Two days later we joined the crowds gathering in the center of Moscow to honor Nemtsov’s life and memory. It was a cloudy and somber afternoon. People carried flowers—white roses, yellow chrysanthemums, and red carnations. In contrast to the boisterous protests of recent years, the crowd was quiet; almost nobody spoke of the killing or showed their anger. Some carried Russian flags with a black ribbon in a sign of mourning; others brought placards that said simply, “I do not fear.”

The wiretapping of Nemtsov in 2011 and his murder just over three years later are two strands in a larger narrative about Russia today, one that was well understood by us and thousands of others as we expressed sorrow and rage for his loss. The interception of his calls and their release was an attempt to unnerve Nemtsov and send a message to Putin’s opposition. The killing of a charismatic politician near the Kremlin wall was an attempt to send a message to fear to everyone. Both events spoke volumes about how the Kremlin has wielded power in recent years and, in particular, how Putin has confronted the rise of the Internet.

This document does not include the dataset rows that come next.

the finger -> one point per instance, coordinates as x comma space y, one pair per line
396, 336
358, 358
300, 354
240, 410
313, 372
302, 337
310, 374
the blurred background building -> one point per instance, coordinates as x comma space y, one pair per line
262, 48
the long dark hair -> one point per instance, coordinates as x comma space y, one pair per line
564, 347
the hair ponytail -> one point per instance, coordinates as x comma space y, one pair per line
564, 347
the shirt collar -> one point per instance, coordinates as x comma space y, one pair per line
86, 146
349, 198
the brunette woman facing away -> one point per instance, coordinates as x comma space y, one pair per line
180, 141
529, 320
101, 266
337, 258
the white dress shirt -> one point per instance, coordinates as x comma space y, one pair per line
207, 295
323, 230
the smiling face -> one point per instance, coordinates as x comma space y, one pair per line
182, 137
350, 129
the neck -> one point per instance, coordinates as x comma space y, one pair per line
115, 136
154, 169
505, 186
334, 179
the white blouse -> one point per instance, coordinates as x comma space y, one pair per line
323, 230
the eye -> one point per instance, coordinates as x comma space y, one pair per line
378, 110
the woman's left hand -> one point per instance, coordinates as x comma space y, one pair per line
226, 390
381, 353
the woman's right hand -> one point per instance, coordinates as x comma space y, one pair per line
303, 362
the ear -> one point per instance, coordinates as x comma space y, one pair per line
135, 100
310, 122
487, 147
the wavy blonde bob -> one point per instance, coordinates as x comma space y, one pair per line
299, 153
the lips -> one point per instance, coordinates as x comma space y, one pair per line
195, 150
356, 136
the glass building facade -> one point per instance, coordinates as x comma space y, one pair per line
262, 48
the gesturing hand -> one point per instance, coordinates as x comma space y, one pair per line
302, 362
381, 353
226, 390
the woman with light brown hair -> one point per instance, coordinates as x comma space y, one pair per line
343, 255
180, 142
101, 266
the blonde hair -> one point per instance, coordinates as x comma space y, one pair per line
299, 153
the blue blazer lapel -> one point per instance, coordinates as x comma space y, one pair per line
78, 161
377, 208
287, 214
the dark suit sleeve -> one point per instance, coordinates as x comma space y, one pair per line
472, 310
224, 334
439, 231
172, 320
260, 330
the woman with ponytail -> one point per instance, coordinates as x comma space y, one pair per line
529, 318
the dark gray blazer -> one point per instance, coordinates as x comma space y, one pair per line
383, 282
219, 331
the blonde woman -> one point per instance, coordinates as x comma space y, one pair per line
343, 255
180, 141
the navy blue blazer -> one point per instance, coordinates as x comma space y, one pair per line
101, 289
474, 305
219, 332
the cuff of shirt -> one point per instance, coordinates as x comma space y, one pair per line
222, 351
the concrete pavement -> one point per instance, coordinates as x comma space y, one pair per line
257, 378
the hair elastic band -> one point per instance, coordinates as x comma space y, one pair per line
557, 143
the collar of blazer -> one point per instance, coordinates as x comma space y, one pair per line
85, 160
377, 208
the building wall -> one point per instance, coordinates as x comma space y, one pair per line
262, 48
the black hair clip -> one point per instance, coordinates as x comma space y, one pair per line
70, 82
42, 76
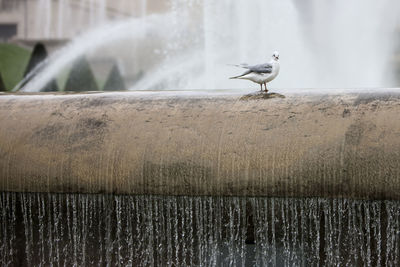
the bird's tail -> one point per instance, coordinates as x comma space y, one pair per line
243, 65
241, 75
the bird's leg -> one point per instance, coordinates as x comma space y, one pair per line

Fear—and self-censorship caused by fear—were for centuries essential to the system of government in Russia, from imperial times through the Soviet period and into the present. The leaders often dealt in the currency of threats and intimidation. Since 1999 we have chronicled the activities of Russian secret services, publishing many of our findings in our 2010 book, The New Nobility . For years we’ve been trying to understand the main impact of former Soviet KGB officers’ presence in today’s corridors of power. We believe it has come to dominate the way Putin views the world. He and his colleagues from the security services brought with them the old mindset that threats existed and had to be countered. First and foremost they had to fight any threat to the stability of the political regime, which meant any threat to their hold on power.

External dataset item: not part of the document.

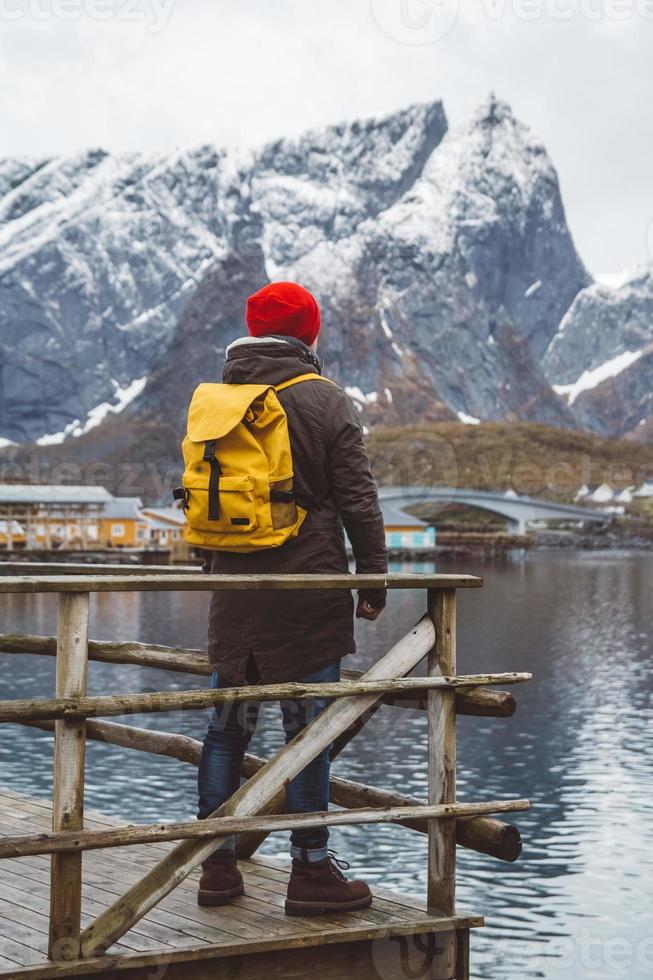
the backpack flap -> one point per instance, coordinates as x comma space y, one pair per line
216, 409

This mindset came into full bloom in 2011 when Putin announced he would return to the Kremlin, touching off widespread protests by voters who felt insulted and angry at how the decision was made, apparently without their participation. The subsequent uprisings, lasting well into 2012, brought tens of thousands of people to the streets and were the largest public protests in Moscow during his presidency and the first really mass demonstrations against him in a dozen years. For Putin, the sense of threat resided in something invisible and ubiquitous in the prosperous Russia he had presided over since 2000: the Internet. The vibrant digital channels that existed, especially in Moscow, proved vital to mobilizing the demonstrations that echoed off the Kremlin walls.

On the surface, the system the Kremlin created was technically advanced and well-orchestrated, with special roles assigned to different actors. Parliament was tasked with producing a flow of repressive legislation. Pro-Kremlin hacktivists and trolls were hired to attack and harass liberals online. The security services were given the nod to spy on and intercept the opposition. Roskomnadzor was handed the power to censor and filter the Internet. Friendly oligarchs were asked to bankroll and take over media companies, both traditional and new media, to bring them to heel and to take over Russia’s Internet companies when necessary to strengthen the Kremlin’s hand with services that were popular among tens of millions of people. Finally, to provide surveillance equipment, manufacturers were selected, both domestic and international. What Putin brought that tied it together was an outlook of unabashed paranoia that saw enemies all around.